Three methods (patristic distance, clade support and phylogenetic placement) were used to generate estimates of OGV entry into the reservoir by comparing multiple regions of the OGV genome to that of viral RNA isolated from the plasma pre-ART. (a, b) Estimates are for two participants with OGVs that typically entered the reservoir near the time of ART initiation (CAP257 and CAP288) and (c, d) two with OGVs from throughout untreated infection (CAP217 and CAP302). Each OGV is represented as a vertical line with up to 15 estimates along that line. For each OGV, estimates of reservoir entry were summarized as a weighted median, shown as a horizonal line and represented in a colored bar along the x axis. Boxes indicate OGVs with highly variable estimates (SD > 1 yr). Additional phylogenetic analyses of OGVs with variable estimates found that one (designated with an ‘x’) was in a time-specific lineage that did not correspond to the weighted median. All other OGVs were found in time-specific lineages that corresponded to the weighted median.

Fig. 5.. Skewing of Reservoir Virus to Virus Replicating Near the Time of ART Initiation May be Explained by a Change in the Half-Life of Latently Infected Cells in the Presence of ART.
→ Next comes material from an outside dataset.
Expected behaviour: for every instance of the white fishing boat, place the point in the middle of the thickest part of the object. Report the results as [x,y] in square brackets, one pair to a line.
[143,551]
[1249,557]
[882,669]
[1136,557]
(a) All outgrowth virus (OGV) sequences are shown in an approximate maximum-likelihood tree. Branch tips are colored according to the estimated time when each OGV entered the reservoir. With OGVs from the year after transmission in red and OGVs from the year before ART in blue. For each participant, the OGV timing distribution is illustrated in a pie chart with the percentage of OGVs from the year pre-ART listed. Overall, 71% of OGVs were produced by cells infected near the time of ART initiation. (b) Two models were considered to explain this pattern. One model assumes that latently infected cells have a long half-life of 176 weeks (44 months) both prior to and during therapy, and predicts that the reservoir will contain variants from throughout untreated infection. The other model assumes that latently infected cells have a short half-life in untreated infection (here chosen as 2 weeks) that then stabilizes to a long half-life during therapy. For the majority of participants (four shown here), the observed data most closely resembles the predicted pattern if latently infected cells have a short half-life prior to ART initiation and then decay slowly after ART initiation.